The next day we had some bochurim eat with us. We barely missed Papa then. Everything felt so normal — a man to make Kiddush, Mama’s piping hot stew with sweet carrots and raisins. A recipe we had learned from friends in Chevron, not one from Europe, but something we had all come to enjoy. And divrei Torah, and laughter, and all of it right here in our house.
When the seudah was over, I stretched out on the couch to take a rest. The past few weeks had been long and hectic, and I was ready for a break.
Dovid and Zalman stayed seated at the table, though, and through my half-closed eyes I listened to their conversation.

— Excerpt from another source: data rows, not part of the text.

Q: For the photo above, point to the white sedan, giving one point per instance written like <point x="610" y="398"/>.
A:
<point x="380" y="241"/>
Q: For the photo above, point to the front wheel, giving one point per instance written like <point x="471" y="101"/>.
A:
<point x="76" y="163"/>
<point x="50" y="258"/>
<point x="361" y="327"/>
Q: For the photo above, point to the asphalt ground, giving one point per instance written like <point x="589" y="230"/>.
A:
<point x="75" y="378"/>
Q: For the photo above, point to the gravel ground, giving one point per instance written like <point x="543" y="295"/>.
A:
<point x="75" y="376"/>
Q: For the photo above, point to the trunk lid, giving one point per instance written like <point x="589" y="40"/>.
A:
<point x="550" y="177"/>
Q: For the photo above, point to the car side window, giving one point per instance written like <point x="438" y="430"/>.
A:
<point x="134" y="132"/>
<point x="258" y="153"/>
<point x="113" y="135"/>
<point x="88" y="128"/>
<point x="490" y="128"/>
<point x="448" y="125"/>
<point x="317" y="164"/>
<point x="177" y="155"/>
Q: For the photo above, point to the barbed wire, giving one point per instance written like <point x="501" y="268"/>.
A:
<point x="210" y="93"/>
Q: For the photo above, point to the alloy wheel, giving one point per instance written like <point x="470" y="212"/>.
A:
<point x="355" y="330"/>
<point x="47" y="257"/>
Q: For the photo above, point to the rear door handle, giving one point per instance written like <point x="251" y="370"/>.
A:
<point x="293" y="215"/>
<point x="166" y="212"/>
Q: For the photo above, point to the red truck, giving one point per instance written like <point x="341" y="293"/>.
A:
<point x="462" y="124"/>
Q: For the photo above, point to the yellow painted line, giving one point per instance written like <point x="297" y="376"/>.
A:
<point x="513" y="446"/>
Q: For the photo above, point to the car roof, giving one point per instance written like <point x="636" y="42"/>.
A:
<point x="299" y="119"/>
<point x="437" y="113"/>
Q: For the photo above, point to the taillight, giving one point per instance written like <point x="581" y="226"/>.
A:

“I’m almost 12,” Dovid was saying, as though embarrassed by his age. He had nothing to be embarrassed about. He always acted so mature .
“So, what are you doing about tefillin?” Zalman responded. “You need to order a pair soon if you want a sofer to have them ready for your bar mitzvah.”
Mama passed by just then, having finished washing the dishes from the seudah.
“Are you ordering tefillin for Dovid soon?” Zalman asked her. His father was a sofer, I remembered. Was he hoping we would order from him?
“Actually,” Mama replied slowly, “I already have a pair of tefillin for Dovid.” She said it hesitantly. Almost nervously — if Mama could get nervous.
“Really?” Dovid asked.
“Yes,” Mama said. “We have Papa’s. I have it in a safe place, waiting for you.”
Papa’s tefillin? The sleepy feeling inside of me evaporated and left behind a huge empty chasm. No. Dovid shouldn’t be using Papa’s tefillin. No one besides Papa should be using Papa’s tefillin. I turned towards Dovid, expecting to see the same feeling reflected on his face. But instead, his face was alive with excitement. How could that be? How could Dovid want to use Papa’s tefillin?